Miller’s essay is very much of its time, and several critics have observed that the work is not as significant to our contemporary period. In an age where gay people can get married, adopt children, purchase property together, enjoy the same kind of insurance benefits as straight couples, and even get a third of the air of air time on Modern Family it would seem that the morose reality of the past would be “over and done with.” The problem with this perception however is that it’s not a universal reality, and even though this is probably one of the best times be a queer person, there are still a great many of us who are struggling both internally as well as externally.

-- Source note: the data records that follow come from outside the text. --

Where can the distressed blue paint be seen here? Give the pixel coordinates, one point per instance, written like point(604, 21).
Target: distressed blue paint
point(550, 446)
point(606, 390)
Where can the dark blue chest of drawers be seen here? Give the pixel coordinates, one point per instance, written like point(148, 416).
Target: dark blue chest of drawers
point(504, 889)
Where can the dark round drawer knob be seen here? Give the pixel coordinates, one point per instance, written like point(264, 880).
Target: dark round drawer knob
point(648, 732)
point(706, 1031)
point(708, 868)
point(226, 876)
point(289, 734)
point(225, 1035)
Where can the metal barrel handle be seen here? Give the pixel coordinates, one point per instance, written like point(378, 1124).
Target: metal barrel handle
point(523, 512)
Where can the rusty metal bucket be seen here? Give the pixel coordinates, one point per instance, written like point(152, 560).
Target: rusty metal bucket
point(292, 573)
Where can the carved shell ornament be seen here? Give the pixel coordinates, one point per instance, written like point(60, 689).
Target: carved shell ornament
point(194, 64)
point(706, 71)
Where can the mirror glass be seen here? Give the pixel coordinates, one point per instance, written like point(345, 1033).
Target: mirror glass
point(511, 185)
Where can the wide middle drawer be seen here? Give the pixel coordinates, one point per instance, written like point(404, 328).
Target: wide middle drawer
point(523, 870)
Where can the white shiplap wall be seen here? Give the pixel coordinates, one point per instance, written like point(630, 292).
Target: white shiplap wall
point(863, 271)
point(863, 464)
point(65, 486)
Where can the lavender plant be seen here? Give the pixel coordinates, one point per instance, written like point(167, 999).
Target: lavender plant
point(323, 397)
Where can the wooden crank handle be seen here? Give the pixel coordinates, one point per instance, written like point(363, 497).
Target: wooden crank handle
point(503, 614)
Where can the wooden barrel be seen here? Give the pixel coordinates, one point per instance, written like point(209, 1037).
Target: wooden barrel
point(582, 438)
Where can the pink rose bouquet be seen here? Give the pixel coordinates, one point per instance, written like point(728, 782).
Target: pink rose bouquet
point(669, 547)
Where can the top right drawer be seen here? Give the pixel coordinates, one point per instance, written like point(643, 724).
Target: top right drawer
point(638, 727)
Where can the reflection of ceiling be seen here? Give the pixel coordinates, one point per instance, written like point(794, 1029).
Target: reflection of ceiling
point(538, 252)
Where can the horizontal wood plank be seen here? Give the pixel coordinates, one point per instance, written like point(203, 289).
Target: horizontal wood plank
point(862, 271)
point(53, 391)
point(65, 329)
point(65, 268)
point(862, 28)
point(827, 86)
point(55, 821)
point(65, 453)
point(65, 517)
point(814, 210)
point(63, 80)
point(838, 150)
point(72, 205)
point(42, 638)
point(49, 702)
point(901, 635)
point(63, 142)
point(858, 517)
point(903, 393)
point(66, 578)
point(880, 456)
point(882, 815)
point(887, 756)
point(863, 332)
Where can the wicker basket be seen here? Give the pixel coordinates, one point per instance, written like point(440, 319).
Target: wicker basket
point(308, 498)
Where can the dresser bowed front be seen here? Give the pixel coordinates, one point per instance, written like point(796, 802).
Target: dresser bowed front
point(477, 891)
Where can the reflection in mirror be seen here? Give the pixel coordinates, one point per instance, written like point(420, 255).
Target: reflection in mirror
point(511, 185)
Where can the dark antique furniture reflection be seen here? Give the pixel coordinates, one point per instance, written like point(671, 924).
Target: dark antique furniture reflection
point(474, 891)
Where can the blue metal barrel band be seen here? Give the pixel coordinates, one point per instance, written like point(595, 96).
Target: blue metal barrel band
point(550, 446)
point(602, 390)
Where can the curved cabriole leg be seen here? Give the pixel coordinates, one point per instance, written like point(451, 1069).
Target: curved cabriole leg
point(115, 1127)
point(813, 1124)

Being different, and being labelled unwillingly as different is a drag because it promises you a lifetime of being an outsider. And even if one embraces this term, this kind of isolation can inspire paranoia, depression, and sometimes self-loathing. And for my own part I don’t have an answer to this. As I said before I live with a fear that at any time someone could take offense to my existence and raise a stink, and my life could be over.
I don’t want to seduce anybody into becoming gay, I would only ever want them to be themselves and be ready to be themselves whenever they were ready. It took me 26 years to find myself and I’m still figuring things out.
My fears aren’t going to dissipate or disappear anytime soon, but rather than simply dwell on these negatives I try try try to stay positive, to stay ridiculous, to try on new lipsticks, and to try and figure out how a cup of coffee could be gay. Like seriously would little arms and legs pop out of the mug? And if they did what kind of shoes would they wear?
I can only hope that it wouldn’t look good in pumps because damn it, everybody looks better in pumps than I do, and it’s not fair.
All quotes cited from On Being Different were quoted from the paperback Penguin Classics Edition.
So I have come to the conclusion that it’s impossible to “seduce” a cup of coffee into becoming gay…HOWEVER, I have found what is, to my mind, the gayest and most accurate coffee mug for myself that I have ever found. My wife agrees, as when I showed it to her she simply went “Ha, gay.” Which is usually her way of saying I love you dear. Whatever the case I have a mug to buy.